Salicornes : glasswort en anglais ou « mère du verre »

Fondants

Commençons par le verre sur lequel une foule d’études archéologiques ont été menées pour tenter de reconstituer les « recettes » des verriers des temps passés. Ici, nous ne parlerons bien entendu que des verres fabriqués car l’homme a exploité aussi des verres naturels sous la forme d’obsidienne, une roche volcanique vitreuse.

L’essentiel du verre (70%) se compose de silice (dioxyde de silicium Si2O), très répandue dans les roches de la croûte terrestre sous la forme minérale de cristaux de quartz. On utilise comme matériau de base des sables très purs ne contenant pratiquement que des grains de quartz (come par exemple le célèbre sable de Fontainebleau) ; plus le pourcentage de silice est élevé, plus le verre sera résistant. Pour obtenir du verre, il faut faire fondre cette silice cristallisée ; or, celle-ci ne fond qu’à partir de 1730°C, soit une température difficile à atteindre et à maintenir et très coûteuse en énergie. Une découverte très ancienne (plusieurs millénaires BC) a permis de dépasser cet obstacle majeur : si on ajoute à la silice minérale un oxyde alcalin (voir introduction), celui-ci abaisse le point de fusion de la silice à « seulement » 1400°C, une température accessible moyennant quelques aménagements ; on les qualifie de fondants (flux en anglais). En plus, ils agissent sur la qualité du verre : augmentation de l’éclat, amélioration de la résistance, facilitation du travail du verre fondu, … Bref, ces oxydes alcalins sont incontournables pour fabriquer du verre. 

A part les fondants, on doit aussi ajouter d’autres substances appelées stabilisants qui augmentent la stabilité du verre dont l’oxyde de calcium ou de magnésium que l’on trouve sous forme minérale dans des roches calcaires et magnésiennes ou dans les coquilles de mollusques qui les ont extraits du milieu ambiant. 
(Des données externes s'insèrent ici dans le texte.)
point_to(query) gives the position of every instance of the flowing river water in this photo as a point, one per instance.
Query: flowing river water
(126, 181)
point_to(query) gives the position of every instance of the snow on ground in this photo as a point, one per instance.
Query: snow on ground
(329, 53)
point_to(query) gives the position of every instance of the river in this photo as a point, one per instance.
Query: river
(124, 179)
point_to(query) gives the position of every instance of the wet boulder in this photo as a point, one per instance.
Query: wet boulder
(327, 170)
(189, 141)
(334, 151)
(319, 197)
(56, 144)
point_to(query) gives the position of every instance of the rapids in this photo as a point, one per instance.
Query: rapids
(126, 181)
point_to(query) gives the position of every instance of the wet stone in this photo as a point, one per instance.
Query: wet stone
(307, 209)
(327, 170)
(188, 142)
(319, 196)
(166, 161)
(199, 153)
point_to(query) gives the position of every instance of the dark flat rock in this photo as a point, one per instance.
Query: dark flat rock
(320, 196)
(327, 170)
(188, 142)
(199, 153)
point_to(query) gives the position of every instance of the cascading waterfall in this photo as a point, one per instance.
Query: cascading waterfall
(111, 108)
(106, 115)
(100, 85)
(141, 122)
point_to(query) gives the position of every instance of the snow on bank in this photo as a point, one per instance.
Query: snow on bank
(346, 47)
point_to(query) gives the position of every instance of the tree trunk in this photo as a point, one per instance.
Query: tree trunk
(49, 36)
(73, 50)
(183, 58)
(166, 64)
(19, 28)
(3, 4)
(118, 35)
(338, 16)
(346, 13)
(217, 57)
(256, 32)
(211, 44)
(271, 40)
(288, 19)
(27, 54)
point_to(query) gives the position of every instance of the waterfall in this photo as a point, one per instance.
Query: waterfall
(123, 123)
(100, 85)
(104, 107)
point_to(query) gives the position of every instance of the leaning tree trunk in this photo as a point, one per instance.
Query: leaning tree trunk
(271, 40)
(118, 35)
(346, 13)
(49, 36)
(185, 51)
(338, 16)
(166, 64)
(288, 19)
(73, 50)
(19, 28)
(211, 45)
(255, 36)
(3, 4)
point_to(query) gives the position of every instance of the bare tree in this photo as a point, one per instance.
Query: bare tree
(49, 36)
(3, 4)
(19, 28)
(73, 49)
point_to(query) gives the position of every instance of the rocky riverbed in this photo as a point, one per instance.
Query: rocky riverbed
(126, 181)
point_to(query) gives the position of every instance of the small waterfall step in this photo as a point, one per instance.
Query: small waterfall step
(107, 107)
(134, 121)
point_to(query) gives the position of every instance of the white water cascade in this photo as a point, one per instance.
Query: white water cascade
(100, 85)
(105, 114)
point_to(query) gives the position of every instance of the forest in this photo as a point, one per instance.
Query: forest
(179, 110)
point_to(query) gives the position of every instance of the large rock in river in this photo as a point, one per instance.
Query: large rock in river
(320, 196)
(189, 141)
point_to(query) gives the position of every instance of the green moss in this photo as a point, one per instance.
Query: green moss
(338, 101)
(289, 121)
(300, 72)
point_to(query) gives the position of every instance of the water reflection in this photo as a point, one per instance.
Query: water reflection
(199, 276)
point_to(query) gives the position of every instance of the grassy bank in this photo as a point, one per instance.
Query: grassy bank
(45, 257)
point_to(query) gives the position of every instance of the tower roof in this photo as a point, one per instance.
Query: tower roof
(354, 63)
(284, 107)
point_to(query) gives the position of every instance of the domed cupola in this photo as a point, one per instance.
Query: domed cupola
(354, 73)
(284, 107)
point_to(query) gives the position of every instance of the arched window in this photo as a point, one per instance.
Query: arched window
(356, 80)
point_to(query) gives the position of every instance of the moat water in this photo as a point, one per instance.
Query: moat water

Quand, à l’occasion de fouilles archéologiques, on retrouve des objets en verre, on peut déterminer par analyse physico-chimique la nature du type de fondant ou stabilisant utilisé pour sa fabrication. Ainsi, dans les fouilles en Europe sur des sites datant de la fin de l’Antiquité jusqu’au Moyen-Âge, on trouve trois types de verres : ceux fondus avec des cendres de plantes halophytes ; ceux fondus avec du calcaire et/ou de la magnésie et ceux fondus avec des cendres de bois forestiers. 

L’intermède natron 

Au Proche-Orient et en Égypte, on a des preuves d’usage de cendres de plantes halophytes, riches en sodium, depuis le 4ème millénaire BC sous forme de glaçages vitrés sur de petits objets et depuis 1500 BC dans la production de verre. De plus, au cours du 2nd millénaire BC, on a aussi des preuves de cet usage pour produire de la faïence et le célèbre Bleu égyptien, le premier pigment synthétique connu, en Crête et pour la faïence en Europe occidentale. Par la suite, entre 1100 et 800 BC, la production de verre en Europe occidentale utilisait ces cendres d’halophytes avec un centre majeur de production dans le nord de l’Italie, Frattesina.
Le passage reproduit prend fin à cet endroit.